One in every 2,000 babies is born with a skull that can’t grow normally. Various sections of these babies’ skulls are fused together at joints called sutures, constricting the developing brain and disrupting vision, sleep, eating and IQ. For these young patients, risky skull-expanding surgeries become an almost annual event.
Now, three leading universities for stem cell research — the University of Southern California (USC); the University of California, Los Angeles (UCLA); and the University of California, San Francisco (UCSF) — have joined forces to find better solutions for these and other patients with craniofacial defects.
All three institutions have leading stem cell research centers established with support from Eli and Edythe Broad, and all three are home to top scientists and clinicians in the field of craniofacial biology.

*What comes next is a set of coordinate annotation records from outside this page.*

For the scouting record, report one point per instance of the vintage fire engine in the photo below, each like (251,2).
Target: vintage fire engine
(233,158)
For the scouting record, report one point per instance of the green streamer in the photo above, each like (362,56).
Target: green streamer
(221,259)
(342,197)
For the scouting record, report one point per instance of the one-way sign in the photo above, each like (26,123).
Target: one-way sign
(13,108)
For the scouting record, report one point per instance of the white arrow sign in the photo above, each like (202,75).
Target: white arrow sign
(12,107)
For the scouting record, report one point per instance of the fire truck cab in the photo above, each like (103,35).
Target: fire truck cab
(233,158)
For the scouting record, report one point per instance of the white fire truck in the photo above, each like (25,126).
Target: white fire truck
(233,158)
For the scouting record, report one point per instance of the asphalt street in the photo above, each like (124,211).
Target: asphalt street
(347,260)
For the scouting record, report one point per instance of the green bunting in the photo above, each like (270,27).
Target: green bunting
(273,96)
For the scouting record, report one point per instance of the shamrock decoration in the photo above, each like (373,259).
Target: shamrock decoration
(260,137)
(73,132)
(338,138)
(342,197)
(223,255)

“The value of this collaboration is bringing together a bunch of interested scientists from three major institutions in California around really important problems,” said Andy McMahon, director of the Eli and Edythe Broad Center for Regenerative Medicine and Stem Cell Research at USC. “It’s really going to take a group of scientists across these different places with different expertise to be able to make progress towards helping these patients.”
Mark Urata — a plastic and reconstructive surgeon at USC, Children’s Hospital Los Angeles and Cedars-Sinai Medical Center — underscores the need to invent less painful, dangerous and disruptive treatments for babies with fused skulls. “The operation we perform is state-of-the-art,” he explained. “We’re doing this better than most people in the country, and yet it’s not good enough.”
Yang Chai — the George and MaryLou Boone Professor, director of the Center for Craniofacial Molecular Biology (CCMB) and associate dean of Research at the Ostrow School of Dentistry of USC — sees tremendous value in teaming up with clinicians such as Urata. “Really, our faces are our identities, and the first thing you see when you look at someone is his or her face,” said Chai. “And when someone has a craniofacial malformation, it really presents a significant challenge to that individual. By working closely with the clinicians, researchers can do more for these kids.”
The group has already convened for two day-long faculty retreats, which have attracted funding from USC’s CCMB, the UCSF Program in Craniofacial and Mesenchymal Biology, and the UCLA Clinical and Translational Science Institute. Participants included: McMahon, Urata, Chai, Ruchi Bajpai, Gage Crump, Scott Fraser, Robert Maxson, Amy Merrill, Janet Oldak, Pedro Sanchez, Michael Paine, Songtao Shi, Malcolm Snead, Stephen Yen and Jian Xu from USC; Jeffery Bush, Lindsey Criswell, Ophir Klein, Sarah Knox, Margaret Langham, Ralph Marcucio, Sneha Oberoi, Jason Pomerantz, Richard Schneider and Nathan Young from UCSF; and Daniel Cohn, Katrina Dipple, Deborah Krakow, Justine Lee and Kristen Yee from UCLA.
“These universities have some of the strongest craniofacial departments,” said Gage Crump, associate professor in the Department of Stem Cell Biology and Regenerative Medicine at USC. “We have overlapping interests, so it’s really good to connect with them and form collaborations.”
The group plans to expand their next meeting to include postdoctoral fellows, graduate students and others — providing a training ground for the next generation of innovators in craniofacial biology.
They’ve also established a Craniofacial Anomalies Registry, a collection of DNA, tissue samples and clinical information from patients with these relatively rare disorders. This enables researchers from multiple institutions to more easily access these important materials.
“To think about how far we’ve come and what the future holds, it’s really exciting,” said Amy Merrill, assistant professor in the CCMB and Department of Biochemistry at USC. “The ultimate goal is to help these children and come up with some sort of therapy that reduces the amount of stress they have to endure to correct these devastating disorders.”